Putin ameaça cobrar antecipado gás enviado à Ucrânia

Apesar de palavras duras, presidente diz que levará em consideração dificuldades econômicas de Kiev e as negociações em curso entre Moscou e UE. Chanceler russo acentua importância de fomentar diálogo entre ucranianos.

O presidente russo, Vladimir Putin, ameaçou nesta quarta-feira (09/04) exigir pagamento antecipado pelo gás natural fornecido à Ucrânia. "A Gazprom só vai enviar gás na quantidade paga pelo lado ucraniano com um mês de antecedência", declarou durante um encontro governamental. "Eles vão receber tanto quanto pagaram."

O primeiro-ministro russo, Dimitri Medvedev, classificou a situação como "crítica", durante a reunião, instando seu governo a mudar para um sistema de pagamentos antecipados. Segundo Putin, a Rússia não fará essa exigência por enquanto, considerando as dificuldades econômicas da Ucrânia e as conversações em curso entre Moscou e a União Europeia.

Entretanto, seu país não está disposto a sustentar indefinidamente a economia ucraniana em apuros, acrescentou o chefe do Kremlin. "A situação hoje é estranha, para dizer o mínimo.

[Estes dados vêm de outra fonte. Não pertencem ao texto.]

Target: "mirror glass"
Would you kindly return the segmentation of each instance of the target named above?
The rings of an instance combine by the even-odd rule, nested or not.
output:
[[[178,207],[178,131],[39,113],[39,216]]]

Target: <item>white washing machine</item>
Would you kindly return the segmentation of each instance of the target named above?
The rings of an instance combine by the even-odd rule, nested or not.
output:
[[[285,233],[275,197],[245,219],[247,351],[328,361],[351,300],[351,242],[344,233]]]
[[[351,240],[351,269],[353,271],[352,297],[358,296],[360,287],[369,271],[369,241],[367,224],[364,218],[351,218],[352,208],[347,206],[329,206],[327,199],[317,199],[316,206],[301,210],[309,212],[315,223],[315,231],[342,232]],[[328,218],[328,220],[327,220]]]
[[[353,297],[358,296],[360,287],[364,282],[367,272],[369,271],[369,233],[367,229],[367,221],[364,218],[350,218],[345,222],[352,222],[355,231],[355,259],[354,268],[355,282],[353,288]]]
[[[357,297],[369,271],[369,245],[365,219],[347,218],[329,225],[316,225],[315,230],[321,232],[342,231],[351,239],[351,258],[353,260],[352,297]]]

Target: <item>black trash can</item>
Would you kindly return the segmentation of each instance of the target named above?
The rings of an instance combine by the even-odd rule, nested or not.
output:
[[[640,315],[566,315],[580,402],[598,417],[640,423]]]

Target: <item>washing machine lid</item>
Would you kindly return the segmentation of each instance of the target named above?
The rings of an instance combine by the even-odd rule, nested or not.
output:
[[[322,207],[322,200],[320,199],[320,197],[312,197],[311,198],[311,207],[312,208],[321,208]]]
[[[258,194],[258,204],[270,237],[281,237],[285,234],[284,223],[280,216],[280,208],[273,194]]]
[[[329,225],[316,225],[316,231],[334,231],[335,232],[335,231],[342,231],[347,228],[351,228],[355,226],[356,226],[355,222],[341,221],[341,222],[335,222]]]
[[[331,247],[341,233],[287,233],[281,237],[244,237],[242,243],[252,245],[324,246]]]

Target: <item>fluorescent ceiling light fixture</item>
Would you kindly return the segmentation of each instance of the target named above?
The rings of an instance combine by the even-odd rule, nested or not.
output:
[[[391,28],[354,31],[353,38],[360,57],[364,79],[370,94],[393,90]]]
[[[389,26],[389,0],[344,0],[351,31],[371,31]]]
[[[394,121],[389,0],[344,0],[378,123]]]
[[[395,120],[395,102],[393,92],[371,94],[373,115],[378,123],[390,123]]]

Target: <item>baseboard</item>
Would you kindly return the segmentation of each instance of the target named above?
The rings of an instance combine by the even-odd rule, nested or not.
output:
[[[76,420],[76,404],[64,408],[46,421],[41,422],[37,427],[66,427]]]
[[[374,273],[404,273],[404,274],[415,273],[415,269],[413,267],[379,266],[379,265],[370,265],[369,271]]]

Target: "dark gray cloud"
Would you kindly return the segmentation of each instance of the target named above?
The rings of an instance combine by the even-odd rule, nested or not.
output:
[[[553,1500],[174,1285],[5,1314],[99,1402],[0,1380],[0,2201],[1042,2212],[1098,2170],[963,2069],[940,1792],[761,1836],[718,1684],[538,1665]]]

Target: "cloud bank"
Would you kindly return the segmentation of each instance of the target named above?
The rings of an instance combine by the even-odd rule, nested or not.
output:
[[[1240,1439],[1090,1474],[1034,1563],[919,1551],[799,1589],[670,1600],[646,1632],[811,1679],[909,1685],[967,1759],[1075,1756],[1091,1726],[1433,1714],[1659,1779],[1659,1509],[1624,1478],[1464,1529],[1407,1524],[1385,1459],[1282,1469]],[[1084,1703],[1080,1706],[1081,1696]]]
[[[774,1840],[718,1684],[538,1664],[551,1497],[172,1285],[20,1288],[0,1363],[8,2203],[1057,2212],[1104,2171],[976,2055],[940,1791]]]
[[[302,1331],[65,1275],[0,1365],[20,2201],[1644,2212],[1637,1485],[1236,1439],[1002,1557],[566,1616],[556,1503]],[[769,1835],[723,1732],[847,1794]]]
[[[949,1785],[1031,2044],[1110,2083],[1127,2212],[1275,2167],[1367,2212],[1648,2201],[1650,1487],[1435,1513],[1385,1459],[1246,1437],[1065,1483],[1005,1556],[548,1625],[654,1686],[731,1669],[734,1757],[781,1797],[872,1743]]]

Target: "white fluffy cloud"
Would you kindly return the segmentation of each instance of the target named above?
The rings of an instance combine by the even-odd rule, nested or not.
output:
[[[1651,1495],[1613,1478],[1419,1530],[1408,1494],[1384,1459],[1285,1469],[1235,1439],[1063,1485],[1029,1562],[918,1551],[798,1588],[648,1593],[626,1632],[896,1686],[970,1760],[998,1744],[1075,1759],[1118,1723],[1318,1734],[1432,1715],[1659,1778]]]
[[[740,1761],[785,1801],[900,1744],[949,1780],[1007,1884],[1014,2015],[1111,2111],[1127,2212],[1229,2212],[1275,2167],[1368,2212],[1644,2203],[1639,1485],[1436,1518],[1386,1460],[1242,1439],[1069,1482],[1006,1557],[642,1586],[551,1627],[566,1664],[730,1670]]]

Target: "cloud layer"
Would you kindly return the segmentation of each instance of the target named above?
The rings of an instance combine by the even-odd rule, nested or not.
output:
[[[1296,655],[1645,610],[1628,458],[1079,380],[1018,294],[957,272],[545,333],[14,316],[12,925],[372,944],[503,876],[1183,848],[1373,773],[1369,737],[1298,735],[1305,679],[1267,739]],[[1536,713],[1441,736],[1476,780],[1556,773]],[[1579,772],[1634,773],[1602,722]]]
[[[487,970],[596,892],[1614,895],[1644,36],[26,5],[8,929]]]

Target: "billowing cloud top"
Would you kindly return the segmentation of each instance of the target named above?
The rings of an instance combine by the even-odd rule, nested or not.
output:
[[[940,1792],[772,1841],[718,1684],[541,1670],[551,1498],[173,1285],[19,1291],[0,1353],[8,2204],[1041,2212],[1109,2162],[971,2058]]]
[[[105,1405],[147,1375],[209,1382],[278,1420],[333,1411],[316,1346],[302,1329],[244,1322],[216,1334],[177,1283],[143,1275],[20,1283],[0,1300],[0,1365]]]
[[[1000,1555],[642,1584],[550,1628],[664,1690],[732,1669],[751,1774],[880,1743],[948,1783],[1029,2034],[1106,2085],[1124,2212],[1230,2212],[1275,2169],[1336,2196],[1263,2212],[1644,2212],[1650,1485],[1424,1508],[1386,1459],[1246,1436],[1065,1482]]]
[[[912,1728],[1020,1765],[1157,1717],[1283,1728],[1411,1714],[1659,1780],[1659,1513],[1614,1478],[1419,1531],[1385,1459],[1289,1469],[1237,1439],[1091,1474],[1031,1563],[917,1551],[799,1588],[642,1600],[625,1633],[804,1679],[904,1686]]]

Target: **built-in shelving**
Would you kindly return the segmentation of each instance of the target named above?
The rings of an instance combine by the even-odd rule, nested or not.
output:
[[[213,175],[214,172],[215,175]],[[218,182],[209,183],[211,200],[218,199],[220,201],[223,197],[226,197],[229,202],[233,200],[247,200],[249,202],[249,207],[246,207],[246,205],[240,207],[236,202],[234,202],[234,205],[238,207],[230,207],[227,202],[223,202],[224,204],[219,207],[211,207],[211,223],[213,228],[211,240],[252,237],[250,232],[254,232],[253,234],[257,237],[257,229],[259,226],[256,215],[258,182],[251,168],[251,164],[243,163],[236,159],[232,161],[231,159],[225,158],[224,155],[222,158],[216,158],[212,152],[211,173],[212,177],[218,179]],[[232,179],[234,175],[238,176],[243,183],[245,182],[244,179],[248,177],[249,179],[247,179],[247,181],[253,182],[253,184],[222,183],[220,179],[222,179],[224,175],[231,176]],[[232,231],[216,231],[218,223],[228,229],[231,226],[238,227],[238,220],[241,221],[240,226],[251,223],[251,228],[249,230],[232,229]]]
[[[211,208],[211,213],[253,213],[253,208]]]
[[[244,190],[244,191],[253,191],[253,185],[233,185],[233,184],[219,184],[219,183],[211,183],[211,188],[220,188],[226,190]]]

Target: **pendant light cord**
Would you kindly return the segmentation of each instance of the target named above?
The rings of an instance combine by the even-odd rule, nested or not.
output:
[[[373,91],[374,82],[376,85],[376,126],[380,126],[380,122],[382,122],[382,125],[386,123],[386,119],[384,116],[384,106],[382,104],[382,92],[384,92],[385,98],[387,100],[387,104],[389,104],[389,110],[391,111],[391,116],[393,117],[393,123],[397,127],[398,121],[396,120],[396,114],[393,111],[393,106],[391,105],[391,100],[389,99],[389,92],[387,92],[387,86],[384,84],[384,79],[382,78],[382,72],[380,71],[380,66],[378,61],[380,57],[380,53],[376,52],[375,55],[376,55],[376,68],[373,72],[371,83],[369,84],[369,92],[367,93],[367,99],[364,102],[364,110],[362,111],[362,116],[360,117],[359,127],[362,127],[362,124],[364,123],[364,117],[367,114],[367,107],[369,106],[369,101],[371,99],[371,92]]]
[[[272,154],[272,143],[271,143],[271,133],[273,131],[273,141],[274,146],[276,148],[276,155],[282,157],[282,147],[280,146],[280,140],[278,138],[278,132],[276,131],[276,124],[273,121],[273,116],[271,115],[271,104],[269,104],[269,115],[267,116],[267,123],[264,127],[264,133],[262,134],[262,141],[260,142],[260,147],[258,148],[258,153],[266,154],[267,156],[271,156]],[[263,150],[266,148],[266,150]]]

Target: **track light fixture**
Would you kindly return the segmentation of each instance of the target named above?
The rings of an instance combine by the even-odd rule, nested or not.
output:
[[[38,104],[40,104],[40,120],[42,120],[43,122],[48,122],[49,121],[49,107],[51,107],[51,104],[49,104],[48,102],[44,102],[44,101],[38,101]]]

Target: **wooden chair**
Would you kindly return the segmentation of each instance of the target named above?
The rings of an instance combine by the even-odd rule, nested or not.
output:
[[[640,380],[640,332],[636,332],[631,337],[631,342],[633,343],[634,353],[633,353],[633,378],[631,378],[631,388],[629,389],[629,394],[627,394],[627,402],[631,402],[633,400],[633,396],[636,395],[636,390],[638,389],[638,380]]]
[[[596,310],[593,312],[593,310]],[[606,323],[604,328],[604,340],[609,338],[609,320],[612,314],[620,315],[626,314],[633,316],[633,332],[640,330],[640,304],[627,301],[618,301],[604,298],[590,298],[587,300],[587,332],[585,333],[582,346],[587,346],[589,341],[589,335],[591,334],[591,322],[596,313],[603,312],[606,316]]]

Como sabemos, nossos parceiros na Europa reconhecem a legitimidade do atual governo em Kiev, mas não estão fazendo nada para sustentar a Ucrânia."

A Federação Russa não reconhece essa legitimidade, prosseguiu, "mas está continuando a dar assistência econômica e a subvencionar a economia da Ucrânia, no montante de milhões e bilhões de dólares". "Está claro que isso não pode durar para sempre", concluiu Putin.

Em meio a tensões políticas entre os dois países do Leste Europeu, a Gazprom, controlada pelo Estado russo, acusa a Ucrânia de estar lhe devendo o equivalente a 2,2 bilhões de euros, e exige que Kiev tome "medidas imediatas" para sanar a dívida. No início deste mês, a empresa anunciou o aumento do preço das exportações de gás para a Ucrânia em mais de 30%, retirando um desconto anterior.

Na terça-feira, a União Europeia anunciou para a próxima semana em encontro entre seus enviados diplomáticos e representantes de Ucrânia, Rússia e Estados Unidos, a fim de discutir a crise no Mar Negro. Moscou expressou resistência, declarando querer saber mais sobre a agenda da reunião.

Em conversa com o secretário de Estado americano, John Kerry, nesta quarta-feira, o ministro russo do Exterior, Serguei Lavrov, reforçou que as conversações em questão devem se concentrar em fomentar o diálogo entre os ucranianos e não nas relações bilaterais dos participantes. Segundo o ministério russo, ambos os chefes de diplomacia apelaram às partes em conflito no sul e no leste da Ucrânia para que se abstenham de violência.